Solution:

1. We are going to view the lock wheels as a counter from 0 to 999. We reset it to 000 at the beginning. We view the leftmost wheel as the hundreds place, the second from leftmost wheel as the tens place, and the rightmost wheel as the ones place.

Take the top glyph and put it on the center of the desk. Set the counter to 1 (001 read from left to right). Then proceed according to this algorithm:

After the top glyph and until the end of the left pile,
take the next glyph g
if g matches the glyph on the center of the desk then
put g on the right pile
add one to the counter
else
subtract one from the counter
if the counter value is greater than 0
move g to the right pile
else if the counter value is 0
move the papyrus from the desk to the right pile
put g on the center of the desk
set the counter to 1
end if
end if

After passing through all the papyri in the left pile, there will be one papyrus on the desk and 998 on the right pile. Set the counter to 1 (001) and count the number of occurrences of the glyph (that is, the number of papyri) in the center of the desk. If the counter value is 500 or more, that glyph is a majority. If not, then no glyph is in the majority.

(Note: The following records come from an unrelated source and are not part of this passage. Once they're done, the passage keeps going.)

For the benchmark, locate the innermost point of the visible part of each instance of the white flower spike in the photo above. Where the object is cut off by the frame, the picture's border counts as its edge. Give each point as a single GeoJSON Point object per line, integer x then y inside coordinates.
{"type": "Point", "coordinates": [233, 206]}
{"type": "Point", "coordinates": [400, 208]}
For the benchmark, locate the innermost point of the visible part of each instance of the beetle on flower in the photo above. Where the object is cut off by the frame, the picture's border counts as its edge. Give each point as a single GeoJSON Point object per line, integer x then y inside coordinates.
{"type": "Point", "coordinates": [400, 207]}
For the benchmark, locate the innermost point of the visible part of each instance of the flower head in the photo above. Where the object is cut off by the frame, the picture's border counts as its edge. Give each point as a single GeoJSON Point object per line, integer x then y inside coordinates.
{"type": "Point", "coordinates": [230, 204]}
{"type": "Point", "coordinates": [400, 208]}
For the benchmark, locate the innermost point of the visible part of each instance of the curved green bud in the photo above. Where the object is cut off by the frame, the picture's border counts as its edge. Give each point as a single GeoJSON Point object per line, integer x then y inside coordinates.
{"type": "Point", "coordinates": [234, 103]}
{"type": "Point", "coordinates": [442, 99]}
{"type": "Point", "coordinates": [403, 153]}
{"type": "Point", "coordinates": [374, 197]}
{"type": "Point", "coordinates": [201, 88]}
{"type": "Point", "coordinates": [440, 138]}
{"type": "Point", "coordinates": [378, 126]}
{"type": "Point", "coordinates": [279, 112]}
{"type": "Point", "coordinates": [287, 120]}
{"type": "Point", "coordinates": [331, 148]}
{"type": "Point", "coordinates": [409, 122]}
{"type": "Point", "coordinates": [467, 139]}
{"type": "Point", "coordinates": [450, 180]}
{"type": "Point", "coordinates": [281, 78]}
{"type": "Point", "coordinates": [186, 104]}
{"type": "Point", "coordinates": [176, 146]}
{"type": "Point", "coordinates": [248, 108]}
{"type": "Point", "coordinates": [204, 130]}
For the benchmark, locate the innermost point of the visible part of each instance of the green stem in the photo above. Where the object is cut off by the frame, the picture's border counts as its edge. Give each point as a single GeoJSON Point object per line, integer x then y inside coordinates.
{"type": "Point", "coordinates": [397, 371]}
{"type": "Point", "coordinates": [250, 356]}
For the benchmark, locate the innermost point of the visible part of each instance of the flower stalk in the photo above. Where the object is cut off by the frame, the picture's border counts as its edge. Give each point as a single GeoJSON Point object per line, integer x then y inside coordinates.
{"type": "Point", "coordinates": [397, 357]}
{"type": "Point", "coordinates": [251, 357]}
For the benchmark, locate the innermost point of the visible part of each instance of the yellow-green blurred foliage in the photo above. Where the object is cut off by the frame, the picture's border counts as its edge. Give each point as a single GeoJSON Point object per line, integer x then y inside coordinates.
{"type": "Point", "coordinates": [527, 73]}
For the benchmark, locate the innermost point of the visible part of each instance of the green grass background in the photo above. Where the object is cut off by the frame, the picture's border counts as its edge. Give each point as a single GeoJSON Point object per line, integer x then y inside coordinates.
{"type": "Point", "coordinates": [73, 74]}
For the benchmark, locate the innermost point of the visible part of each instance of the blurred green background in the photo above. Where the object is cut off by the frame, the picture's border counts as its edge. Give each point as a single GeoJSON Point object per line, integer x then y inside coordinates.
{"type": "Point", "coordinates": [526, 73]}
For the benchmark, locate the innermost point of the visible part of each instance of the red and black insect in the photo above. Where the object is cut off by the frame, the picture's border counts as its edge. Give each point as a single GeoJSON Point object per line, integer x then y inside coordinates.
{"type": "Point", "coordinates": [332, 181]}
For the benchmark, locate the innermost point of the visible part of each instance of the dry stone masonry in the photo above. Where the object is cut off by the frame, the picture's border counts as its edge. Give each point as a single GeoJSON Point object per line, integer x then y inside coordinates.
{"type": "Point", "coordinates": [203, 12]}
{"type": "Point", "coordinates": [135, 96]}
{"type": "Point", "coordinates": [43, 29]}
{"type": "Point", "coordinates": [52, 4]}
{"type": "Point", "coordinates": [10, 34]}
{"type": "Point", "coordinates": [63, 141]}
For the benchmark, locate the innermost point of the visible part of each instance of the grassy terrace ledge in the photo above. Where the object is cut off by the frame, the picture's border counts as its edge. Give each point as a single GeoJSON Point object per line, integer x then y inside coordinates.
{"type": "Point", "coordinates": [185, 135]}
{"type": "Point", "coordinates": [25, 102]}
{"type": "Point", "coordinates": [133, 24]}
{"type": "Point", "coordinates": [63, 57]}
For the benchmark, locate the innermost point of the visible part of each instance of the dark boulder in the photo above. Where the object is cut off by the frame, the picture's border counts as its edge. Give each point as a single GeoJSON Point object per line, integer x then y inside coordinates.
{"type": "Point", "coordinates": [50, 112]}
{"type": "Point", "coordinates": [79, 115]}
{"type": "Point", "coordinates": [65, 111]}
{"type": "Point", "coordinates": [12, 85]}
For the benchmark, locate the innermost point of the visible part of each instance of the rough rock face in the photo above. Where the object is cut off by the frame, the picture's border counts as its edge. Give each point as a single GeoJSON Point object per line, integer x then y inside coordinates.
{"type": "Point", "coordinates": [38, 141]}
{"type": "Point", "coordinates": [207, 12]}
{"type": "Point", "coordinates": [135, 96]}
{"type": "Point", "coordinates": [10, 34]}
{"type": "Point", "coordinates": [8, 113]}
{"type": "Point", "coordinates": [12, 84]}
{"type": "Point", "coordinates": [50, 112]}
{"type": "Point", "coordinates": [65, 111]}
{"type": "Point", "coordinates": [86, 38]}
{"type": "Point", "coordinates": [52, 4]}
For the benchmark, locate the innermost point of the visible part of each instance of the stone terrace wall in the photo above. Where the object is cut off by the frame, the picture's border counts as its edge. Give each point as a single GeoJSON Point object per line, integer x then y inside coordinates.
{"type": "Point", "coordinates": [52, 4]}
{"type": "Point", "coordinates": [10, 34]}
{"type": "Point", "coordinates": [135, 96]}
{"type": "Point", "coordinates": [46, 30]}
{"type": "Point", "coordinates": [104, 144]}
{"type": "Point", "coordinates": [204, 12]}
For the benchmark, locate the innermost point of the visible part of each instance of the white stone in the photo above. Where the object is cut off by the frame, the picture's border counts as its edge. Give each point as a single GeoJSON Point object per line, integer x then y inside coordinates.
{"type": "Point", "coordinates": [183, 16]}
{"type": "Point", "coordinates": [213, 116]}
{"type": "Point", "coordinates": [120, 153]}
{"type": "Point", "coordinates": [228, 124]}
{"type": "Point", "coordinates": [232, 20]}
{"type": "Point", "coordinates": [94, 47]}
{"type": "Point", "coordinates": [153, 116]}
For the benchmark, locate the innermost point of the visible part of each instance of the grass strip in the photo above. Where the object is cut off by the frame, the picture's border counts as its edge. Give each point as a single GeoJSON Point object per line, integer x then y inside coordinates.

Why does this work? Suppose that some symbol appears at least 500 times. Then it will be on the center of the desk after emptying the left pile, because it will enjoy 500 increments (additions of one) and suffer at most 499 decrements (subtractions of one). Any other symbol appearing at most N < 500 times will suffer more than N decrements. If no symbol is in the majority, then the second pass will show a count below 500.